Re: [PATCH 15/17] cgroup/drm: Expose GPU utilisation

From: Tejun Heo
Date: Tue Jul 25 2023 - 17:44:19 EST


Hello,

On Tue, Jul 25, 2023 at 03:08:40PM +0100, Tvrtko Ursulin wrote:
> > Also, shouldn't this be keyed by the drm device?
>
> It could have that too, or it could come later. Fun with GPUs that it not
> only could be keyed by the device, but also by the type of the GPU engine.
> (Which are a) vendor specific and b) some aree fully independent, some
> partially so, and some not at all - so it could get complicated semantics
> wise really fast.)

I see.

> If for now I'd go with drm.stat/usage_usec containing the total time spent
> how would you suggest adding per device granularity? Files as documented
> are either flag or nested, not both at the same time.

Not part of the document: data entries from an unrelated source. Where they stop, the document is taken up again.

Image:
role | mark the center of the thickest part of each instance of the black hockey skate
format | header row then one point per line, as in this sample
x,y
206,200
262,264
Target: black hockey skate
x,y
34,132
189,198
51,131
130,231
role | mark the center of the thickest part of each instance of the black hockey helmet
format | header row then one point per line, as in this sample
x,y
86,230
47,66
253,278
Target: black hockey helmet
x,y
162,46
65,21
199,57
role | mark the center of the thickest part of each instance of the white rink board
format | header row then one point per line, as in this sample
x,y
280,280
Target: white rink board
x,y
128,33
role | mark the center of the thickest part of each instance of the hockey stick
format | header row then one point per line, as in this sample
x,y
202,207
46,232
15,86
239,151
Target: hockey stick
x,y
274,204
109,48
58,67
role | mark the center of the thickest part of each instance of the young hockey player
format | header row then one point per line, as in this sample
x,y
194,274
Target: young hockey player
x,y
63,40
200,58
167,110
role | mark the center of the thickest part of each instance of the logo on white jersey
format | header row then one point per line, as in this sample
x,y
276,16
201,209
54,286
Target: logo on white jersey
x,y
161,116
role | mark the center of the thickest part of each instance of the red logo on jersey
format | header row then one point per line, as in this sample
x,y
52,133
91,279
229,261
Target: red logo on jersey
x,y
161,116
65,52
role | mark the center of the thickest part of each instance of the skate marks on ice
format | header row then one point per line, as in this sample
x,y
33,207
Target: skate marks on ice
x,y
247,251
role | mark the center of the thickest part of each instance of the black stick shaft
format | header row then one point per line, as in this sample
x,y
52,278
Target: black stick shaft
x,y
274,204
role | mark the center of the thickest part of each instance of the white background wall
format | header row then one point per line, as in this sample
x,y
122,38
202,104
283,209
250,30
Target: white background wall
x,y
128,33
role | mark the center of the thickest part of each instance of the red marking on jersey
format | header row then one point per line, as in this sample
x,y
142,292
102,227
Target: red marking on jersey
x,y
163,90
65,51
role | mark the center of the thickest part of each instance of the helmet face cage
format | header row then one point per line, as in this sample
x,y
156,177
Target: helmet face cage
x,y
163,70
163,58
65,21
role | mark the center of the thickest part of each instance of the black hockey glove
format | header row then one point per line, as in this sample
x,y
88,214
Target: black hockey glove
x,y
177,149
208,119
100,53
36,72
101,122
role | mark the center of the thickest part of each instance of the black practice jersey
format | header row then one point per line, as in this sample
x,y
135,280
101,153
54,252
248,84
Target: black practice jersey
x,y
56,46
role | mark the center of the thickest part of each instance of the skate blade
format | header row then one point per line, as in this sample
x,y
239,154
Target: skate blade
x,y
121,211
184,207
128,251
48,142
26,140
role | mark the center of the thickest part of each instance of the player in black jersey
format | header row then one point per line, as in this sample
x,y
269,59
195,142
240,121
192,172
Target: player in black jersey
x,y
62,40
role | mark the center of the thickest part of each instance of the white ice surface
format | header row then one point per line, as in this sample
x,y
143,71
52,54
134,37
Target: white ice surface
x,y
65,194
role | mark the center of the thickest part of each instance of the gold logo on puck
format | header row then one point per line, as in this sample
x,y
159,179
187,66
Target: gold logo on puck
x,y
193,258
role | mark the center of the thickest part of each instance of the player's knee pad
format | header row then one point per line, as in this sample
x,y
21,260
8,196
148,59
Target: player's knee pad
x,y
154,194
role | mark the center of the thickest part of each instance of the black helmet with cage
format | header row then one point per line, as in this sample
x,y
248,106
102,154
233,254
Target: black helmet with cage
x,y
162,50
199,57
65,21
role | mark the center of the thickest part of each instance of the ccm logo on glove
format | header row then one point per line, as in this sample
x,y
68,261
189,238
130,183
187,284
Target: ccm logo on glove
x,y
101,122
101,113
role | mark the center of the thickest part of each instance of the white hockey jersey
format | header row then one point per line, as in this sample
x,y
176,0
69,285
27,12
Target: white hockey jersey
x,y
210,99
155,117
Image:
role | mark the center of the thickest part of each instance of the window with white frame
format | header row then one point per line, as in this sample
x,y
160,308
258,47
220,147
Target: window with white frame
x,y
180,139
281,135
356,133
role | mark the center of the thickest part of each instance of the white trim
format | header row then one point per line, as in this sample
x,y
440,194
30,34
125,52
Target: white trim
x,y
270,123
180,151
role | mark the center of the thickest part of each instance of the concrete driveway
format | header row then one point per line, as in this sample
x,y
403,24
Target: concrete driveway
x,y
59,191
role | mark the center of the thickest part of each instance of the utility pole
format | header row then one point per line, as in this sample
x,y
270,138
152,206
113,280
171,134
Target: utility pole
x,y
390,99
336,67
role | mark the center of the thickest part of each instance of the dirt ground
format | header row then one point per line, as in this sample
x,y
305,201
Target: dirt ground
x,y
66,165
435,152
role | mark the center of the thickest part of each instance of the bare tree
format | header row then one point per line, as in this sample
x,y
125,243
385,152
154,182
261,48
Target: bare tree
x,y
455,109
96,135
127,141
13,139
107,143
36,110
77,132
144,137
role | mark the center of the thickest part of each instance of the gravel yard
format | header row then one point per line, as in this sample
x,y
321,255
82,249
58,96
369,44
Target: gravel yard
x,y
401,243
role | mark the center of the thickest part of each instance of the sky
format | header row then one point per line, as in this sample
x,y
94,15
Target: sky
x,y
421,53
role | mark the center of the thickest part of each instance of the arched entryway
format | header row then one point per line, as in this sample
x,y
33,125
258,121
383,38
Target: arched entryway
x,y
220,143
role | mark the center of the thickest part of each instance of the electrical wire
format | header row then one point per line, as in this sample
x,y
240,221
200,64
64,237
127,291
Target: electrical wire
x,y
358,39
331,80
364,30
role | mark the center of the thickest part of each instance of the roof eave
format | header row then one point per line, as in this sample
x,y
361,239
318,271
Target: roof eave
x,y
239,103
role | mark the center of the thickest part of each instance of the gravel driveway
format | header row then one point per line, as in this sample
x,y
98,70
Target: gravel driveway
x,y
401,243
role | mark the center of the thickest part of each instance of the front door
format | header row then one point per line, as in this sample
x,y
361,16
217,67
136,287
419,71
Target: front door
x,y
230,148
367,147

So something like:
>
> usage_usec 100000
> card0 usage_usec 50000
> card1 usage_usec 50000
>
> Would or would not fly? Have two files along the lines of drm.stat and drm.dev_stat?

Please follow one of the pre-defined formats. If you want to have card
identifier and field key, it should be a nested keyed file like io.stat.

> While on this general topic, you will notice that for memory stats I have
> _sort of_ nested keyed per device format, for example on integrated Intel
> GPU:
>
> $ cat drm.memory.stat
> card0 region=system total=12898304 shared=0 active=0 resident=12111872 purgeable=167936
> card0 region=stolen-system total=0 shared=0 active=0 resident=0 purgeable=0
>
> If one a discrete Intel GPU two more lines would appear with memory
> regions of local and local-system. But then on some server class
> multi-tile GPUs even further regions with more than one device local
> memory region. And users do want to see this granularity for container use
> cases at least.
>
> Anyway, this may not be compatible with the nested key format as
> documented in cgroup-v2.rst, although it does not explicitly say.
>
> Should I cheat and create key names based on device and memory region name
> and let userspace parse it? Like:
>
> $ cat drm.memory.stat
> card0.system total=12898304 shared=0 active=0 resident=12111872 purgeable=167936
> card0.stolen-system total=0 shared=0 active=0 resident=0 purgeable=0

Yeah, this looks better to me. If they're reporting different values for the
same fields, they're separate keys.

Thanks.

--
tejun